至于在這次典當行變動中,最為失落的人,可能除了王一定之外,就要數到賴勁東了,這位揭發了王一定騙當的主要功臣,原本以為莊睿離職之後,這經理的位置非他莫屬,卻沒有想到又從投資公司空降了一位經理下來,使得賴勁東也是有點心灰意冷,萌生出辭職的念頭。
不過這些和莊睿都沒有什麼關系了,中海的事物他都處理清楚了,除了這套房子和幾個朋友之外,他和中海沒有任何的瓜葛了,而且後天就要去驅車趕往廣東,參加在平洲舉辦的翡翠原石交易會,這讓莊睿在有些失落的同時,心中也有些興奮,宋軍嘴里的大場面,讓他頗為向往。
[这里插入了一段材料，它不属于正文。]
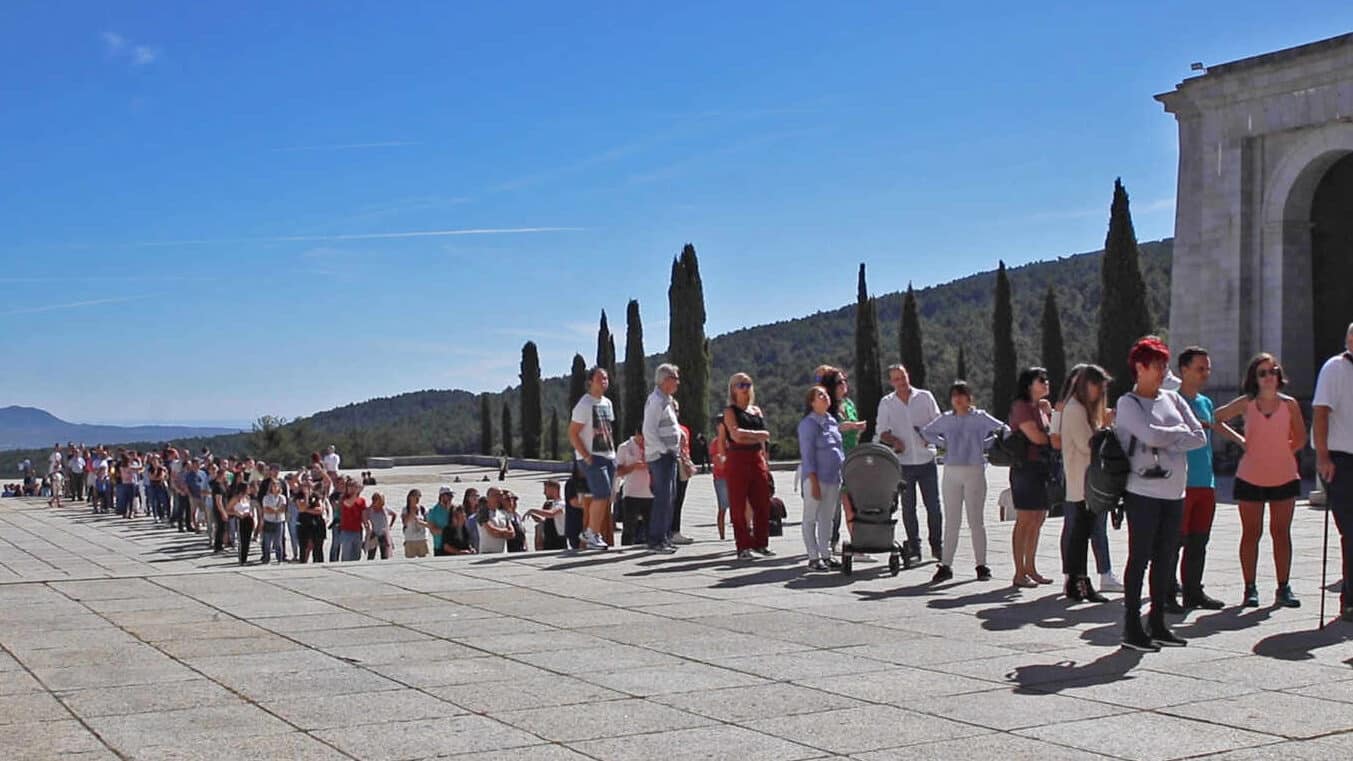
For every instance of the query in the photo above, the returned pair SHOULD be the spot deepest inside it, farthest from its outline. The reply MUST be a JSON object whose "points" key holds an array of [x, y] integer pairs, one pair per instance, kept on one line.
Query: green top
{"points": [[849, 438]]}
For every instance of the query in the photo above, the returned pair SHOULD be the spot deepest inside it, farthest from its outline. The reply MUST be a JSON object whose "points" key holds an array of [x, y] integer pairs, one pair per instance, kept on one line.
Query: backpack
{"points": [[1106, 478], [1010, 450]]}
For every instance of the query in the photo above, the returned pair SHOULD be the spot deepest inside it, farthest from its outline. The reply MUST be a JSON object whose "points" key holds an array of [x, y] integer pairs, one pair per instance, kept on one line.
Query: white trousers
{"points": [[964, 488], [817, 519]]}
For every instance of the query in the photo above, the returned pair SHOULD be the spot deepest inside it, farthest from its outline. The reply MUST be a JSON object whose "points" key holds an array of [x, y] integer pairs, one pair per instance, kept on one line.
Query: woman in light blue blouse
{"points": [[821, 455], [965, 433]]}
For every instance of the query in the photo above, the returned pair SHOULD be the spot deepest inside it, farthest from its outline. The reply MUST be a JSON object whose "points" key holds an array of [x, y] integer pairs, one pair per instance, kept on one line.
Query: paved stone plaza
{"points": [[126, 641]]}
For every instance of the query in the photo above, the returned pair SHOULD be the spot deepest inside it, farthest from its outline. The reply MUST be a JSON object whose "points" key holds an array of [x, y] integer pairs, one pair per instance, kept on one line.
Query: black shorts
{"points": [[1028, 486], [1246, 492]]}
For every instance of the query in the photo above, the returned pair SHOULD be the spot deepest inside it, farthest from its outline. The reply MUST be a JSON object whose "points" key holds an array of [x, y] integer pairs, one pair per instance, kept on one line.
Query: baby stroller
{"points": [[873, 477]]}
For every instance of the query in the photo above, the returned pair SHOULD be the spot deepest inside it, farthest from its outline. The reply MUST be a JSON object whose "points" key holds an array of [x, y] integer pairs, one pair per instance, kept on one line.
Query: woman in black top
{"points": [[747, 473]]}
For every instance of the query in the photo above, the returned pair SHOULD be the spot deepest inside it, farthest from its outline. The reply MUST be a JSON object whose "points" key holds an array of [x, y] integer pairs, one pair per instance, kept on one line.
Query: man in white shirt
{"points": [[1333, 438], [662, 446], [637, 505], [901, 415], [332, 461]]}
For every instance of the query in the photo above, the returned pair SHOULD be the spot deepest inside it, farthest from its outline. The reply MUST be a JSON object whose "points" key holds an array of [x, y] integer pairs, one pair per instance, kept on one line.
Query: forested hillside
{"points": [[778, 355]]}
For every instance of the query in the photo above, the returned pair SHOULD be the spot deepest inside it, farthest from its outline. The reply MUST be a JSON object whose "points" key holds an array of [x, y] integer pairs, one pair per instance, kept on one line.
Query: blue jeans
{"points": [[349, 543], [926, 477], [662, 474]]}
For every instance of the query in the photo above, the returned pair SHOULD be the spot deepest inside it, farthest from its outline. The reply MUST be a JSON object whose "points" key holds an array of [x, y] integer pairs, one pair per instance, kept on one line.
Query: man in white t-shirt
{"points": [[901, 415], [1333, 438], [591, 435], [330, 461]]}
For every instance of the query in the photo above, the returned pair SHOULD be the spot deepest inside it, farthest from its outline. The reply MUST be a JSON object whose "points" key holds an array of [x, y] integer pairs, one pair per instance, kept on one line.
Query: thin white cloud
{"points": [[69, 305], [122, 49], [348, 145], [360, 236]]}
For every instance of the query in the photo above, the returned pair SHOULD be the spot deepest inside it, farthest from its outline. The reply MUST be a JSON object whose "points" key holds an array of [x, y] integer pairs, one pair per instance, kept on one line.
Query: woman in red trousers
{"points": [[746, 469]]}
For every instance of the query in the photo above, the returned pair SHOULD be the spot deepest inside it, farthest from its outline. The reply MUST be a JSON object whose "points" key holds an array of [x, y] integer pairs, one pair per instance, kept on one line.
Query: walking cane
{"points": [[1325, 558]]}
原本和宋軍約定的是先回彭城,然後再一起乘坐飛機去廣州,不過莊睿想了一下之後,還是決定由中海驅車前往廣東,一來是舍不得將白獅留在彭城,二來就是因為了陽偉了,偉哥听說莊睿要去廣東賭石,那是興奮的糾纏了莊睿好幾天,說什麼都要一同前往,並且給身在廣東的老四打了電話,三兄弟準備在廣東聚首,可是把身在北京和陝西的老二老三羨慕的不輕。
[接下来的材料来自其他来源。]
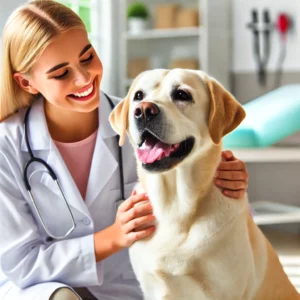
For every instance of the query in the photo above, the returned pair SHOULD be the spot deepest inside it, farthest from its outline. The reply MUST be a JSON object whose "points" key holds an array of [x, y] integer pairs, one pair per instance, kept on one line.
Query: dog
{"points": [[206, 245]]}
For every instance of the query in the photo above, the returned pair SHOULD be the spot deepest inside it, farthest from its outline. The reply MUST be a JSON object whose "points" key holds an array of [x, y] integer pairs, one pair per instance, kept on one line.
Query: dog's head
{"points": [[170, 115]]}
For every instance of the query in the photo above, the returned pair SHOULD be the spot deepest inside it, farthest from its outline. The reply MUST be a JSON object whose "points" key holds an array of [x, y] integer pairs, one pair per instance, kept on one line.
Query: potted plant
{"points": [[137, 14]]}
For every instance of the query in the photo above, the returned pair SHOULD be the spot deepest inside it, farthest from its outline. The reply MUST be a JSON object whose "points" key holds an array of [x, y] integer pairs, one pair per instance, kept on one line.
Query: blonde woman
{"points": [[71, 242]]}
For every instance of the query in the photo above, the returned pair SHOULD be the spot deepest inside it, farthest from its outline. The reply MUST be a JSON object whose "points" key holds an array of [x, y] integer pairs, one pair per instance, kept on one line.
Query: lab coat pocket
{"points": [[128, 275]]}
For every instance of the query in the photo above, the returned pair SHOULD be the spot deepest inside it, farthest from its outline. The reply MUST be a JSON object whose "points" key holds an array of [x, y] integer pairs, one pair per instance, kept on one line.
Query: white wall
{"points": [[243, 59]]}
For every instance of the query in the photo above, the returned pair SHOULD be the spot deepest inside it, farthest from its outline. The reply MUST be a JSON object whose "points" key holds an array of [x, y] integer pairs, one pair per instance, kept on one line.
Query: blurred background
{"points": [[252, 47]]}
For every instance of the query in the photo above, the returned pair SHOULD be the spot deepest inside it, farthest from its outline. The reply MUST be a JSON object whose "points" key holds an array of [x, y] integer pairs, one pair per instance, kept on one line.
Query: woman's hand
{"points": [[231, 176], [132, 224], [132, 218]]}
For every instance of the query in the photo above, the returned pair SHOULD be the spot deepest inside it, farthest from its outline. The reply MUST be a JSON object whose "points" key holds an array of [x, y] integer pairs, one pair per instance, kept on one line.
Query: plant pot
{"points": [[136, 25]]}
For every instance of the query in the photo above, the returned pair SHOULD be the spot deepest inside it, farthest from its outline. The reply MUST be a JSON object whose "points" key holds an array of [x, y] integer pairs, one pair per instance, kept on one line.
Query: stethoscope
{"points": [[34, 159]]}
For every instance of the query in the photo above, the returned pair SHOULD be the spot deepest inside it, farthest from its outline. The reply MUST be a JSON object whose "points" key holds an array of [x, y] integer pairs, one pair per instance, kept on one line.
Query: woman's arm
{"points": [[232, 176]]}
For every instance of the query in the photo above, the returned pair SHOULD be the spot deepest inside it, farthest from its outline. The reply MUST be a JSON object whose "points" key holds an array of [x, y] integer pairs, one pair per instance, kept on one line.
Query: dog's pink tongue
{"points": [[153, 150]]}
劉川自從賣掉那塊翡翠明料之後,這段時間可謂是財大氣粗了,他把彭城的寵物店轉讓給了李兵,只保留了周瑞的三成股份,然後將精力都投入到了獒園上,這幾個月的時間里,劉川和周瑞參觀了國內不少家獒園,對于彭城獒園的日後發展,也有了比較清晰的目標。
周瑞這段時間不是很忙,莊睿出于對偉哥車技的極度不信任,打電話讓周瑞陪他跑一趟廣東,今天夜里的火車,估計明天一早就可以到達中海,休息一天之後,正好趕往廣東。
……「好嘍,上菜了……」
苗菲菲的聲音听在莊睿和偉哥耳朵里,不亞于是天籟之音啊,為了吃到這頓飯,他們倆可是從下午五點鐘一直等到現在,電視里的新聞聯播都完了半個多小時了,苗菲菲還把家里所有能吃的東西都藏了起來,這哥倆早就餓的前胸貼肚皮了。
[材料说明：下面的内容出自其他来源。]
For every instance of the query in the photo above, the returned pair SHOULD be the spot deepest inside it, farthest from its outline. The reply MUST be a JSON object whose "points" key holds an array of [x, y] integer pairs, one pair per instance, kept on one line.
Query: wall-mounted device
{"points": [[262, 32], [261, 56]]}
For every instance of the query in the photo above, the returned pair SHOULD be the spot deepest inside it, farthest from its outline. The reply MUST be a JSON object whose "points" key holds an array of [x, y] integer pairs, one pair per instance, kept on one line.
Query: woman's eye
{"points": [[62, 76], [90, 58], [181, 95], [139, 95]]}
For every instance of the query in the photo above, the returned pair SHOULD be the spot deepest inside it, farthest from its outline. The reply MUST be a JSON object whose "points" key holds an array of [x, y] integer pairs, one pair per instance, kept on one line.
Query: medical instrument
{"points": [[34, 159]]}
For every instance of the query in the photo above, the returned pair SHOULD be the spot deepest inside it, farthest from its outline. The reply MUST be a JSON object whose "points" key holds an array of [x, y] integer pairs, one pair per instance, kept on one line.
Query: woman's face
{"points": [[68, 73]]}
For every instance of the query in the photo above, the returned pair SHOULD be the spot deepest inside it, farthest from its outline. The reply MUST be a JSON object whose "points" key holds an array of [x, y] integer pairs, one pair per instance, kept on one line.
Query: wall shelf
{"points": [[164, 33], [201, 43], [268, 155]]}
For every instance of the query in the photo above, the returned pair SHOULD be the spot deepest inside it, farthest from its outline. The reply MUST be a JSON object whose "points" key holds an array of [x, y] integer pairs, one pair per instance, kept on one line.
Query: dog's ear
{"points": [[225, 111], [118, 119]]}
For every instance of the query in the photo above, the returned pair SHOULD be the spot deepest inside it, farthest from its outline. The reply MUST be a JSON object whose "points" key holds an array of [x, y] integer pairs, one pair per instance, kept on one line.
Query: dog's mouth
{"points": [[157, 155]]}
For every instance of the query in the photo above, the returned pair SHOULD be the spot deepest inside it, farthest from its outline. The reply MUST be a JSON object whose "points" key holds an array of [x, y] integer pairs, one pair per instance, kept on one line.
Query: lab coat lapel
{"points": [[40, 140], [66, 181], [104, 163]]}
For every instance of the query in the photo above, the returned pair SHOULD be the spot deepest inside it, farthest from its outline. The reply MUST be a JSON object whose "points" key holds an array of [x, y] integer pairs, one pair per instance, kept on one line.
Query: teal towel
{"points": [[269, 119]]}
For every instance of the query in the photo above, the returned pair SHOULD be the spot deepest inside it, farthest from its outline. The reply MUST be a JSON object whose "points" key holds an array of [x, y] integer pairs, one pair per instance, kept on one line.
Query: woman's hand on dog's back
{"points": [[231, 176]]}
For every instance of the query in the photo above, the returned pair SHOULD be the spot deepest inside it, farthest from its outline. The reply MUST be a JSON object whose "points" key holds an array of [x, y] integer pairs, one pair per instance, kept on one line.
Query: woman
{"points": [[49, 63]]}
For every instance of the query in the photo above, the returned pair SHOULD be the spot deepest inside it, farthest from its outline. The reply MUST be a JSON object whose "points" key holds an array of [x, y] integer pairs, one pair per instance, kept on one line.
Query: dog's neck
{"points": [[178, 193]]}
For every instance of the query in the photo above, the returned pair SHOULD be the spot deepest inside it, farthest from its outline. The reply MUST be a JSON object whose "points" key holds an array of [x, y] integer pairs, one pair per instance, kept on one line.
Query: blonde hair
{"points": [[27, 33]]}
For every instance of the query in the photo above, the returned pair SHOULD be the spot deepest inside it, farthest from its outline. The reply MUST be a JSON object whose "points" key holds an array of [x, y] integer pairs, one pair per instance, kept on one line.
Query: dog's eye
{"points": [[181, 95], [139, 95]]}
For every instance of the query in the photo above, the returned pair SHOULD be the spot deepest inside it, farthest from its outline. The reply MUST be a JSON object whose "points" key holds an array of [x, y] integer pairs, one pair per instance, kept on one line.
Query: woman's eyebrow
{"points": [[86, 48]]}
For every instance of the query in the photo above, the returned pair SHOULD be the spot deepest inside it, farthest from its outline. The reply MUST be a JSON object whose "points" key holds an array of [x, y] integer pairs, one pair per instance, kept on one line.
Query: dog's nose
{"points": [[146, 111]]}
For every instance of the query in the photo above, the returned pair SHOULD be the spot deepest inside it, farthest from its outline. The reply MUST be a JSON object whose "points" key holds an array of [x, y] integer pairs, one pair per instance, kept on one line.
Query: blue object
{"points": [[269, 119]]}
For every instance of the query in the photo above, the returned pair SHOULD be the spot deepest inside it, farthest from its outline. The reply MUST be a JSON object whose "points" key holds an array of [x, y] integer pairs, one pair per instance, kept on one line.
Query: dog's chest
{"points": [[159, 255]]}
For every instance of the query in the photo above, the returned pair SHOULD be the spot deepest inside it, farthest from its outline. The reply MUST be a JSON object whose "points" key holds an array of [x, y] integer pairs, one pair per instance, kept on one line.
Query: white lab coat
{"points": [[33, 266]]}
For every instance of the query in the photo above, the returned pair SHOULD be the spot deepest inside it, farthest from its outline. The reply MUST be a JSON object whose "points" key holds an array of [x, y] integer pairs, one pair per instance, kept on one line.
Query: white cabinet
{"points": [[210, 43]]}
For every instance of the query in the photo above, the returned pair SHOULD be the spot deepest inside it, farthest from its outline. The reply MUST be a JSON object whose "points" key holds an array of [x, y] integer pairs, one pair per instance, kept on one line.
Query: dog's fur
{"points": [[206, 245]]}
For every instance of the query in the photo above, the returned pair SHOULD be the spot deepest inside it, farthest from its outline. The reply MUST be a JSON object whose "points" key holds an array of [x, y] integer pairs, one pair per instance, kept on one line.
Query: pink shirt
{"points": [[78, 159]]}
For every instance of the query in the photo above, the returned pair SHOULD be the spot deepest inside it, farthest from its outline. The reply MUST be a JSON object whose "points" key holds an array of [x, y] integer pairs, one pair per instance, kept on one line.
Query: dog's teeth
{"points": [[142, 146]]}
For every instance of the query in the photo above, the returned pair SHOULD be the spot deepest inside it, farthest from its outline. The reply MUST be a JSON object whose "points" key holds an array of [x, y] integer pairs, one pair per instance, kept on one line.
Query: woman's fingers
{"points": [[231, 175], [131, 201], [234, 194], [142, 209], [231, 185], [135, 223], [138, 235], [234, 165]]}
「西紅柿炒蛋,紅燒鯽魚塊,東坡水晶肘子,臘肉炒竹筍,小雞炖蘑菇……」
苗菲菲和宋星君像是跑堂的一般,將廚房里的菜端了上來,報出的菜名更是讓莊睿和偉哥食指大動,拿著筷子坐在餐桌旁邊,擺出一副準備戰斗的架勢,不過菜一上桌,這哥倆徹底傻眼了。
「都先別吃,這是我長這麼大,第一次獨力燒出一桌子菜來,等等,我先拍張照片。」
上好菜後的苗菲菲沒有注意到莊睿和偉哥的臉色,手里拿著一個數碼相機,準備給這桌子菜來個永久紀念。
「苗格格,您能給我們介紹一下這幾道菜嗎?我犯暈,有點分不清楚。」
等到苗菲菲拍完照,莊睿拿著筷子指著桌上的菜,對苗菲菲說道,先不說這些菜的味道如何,只看其色,卻是讓莊睿和偉哥不敢下筷子。
那紅通通像是番茄醬的菜,想必就是西紅柿炒蛋了,可是這剩下的幾道菜,莊睿實在是分不出來了,都是黑乎乎的一片,味道倒是不錯,聞在鼻子里透著一股燒焦了的香味。
「人家這是第一次做菜,品相是難看了點,不過味道很好吃的,真的,我都嘗過了,不信你問星君。」
苗菲菲听到莊睿的話後,臉上的興奮勁沒有了,一向爽朗的苗菲菲聲音越說越小,神情也變的扭捏起來,說著說著眼眶居然紅了,一層霧水在里面直打轉。
「恩,我可以作證的,這些菜味道真的不錯,還都是菲菲姐一個人做出來的,我只是打打下手,你看,菲菲姐的手切菜的時候,都不小心劃破了。」宋星君在旁邊連連點頭,她的話讓莊睿的目光落在了苗菲菲的左手上,果然在其中指處,有個不打不小的傷口。
「那咱們就先嘗嘗,格格您吃了我這麼多頓,估計也能學到我三分真傳了,偉哥,把酒都滿上,咱們哥們姐們干一個。」
莊睿心里有些小感動,他知道苗菲菲苗菲菲家里男孩多,就她一個女孩,從小那可是被寵大的,別說做飯了,就是連碗都沒洗過,今天整出來這麼一桌子菜,也真是難為她了。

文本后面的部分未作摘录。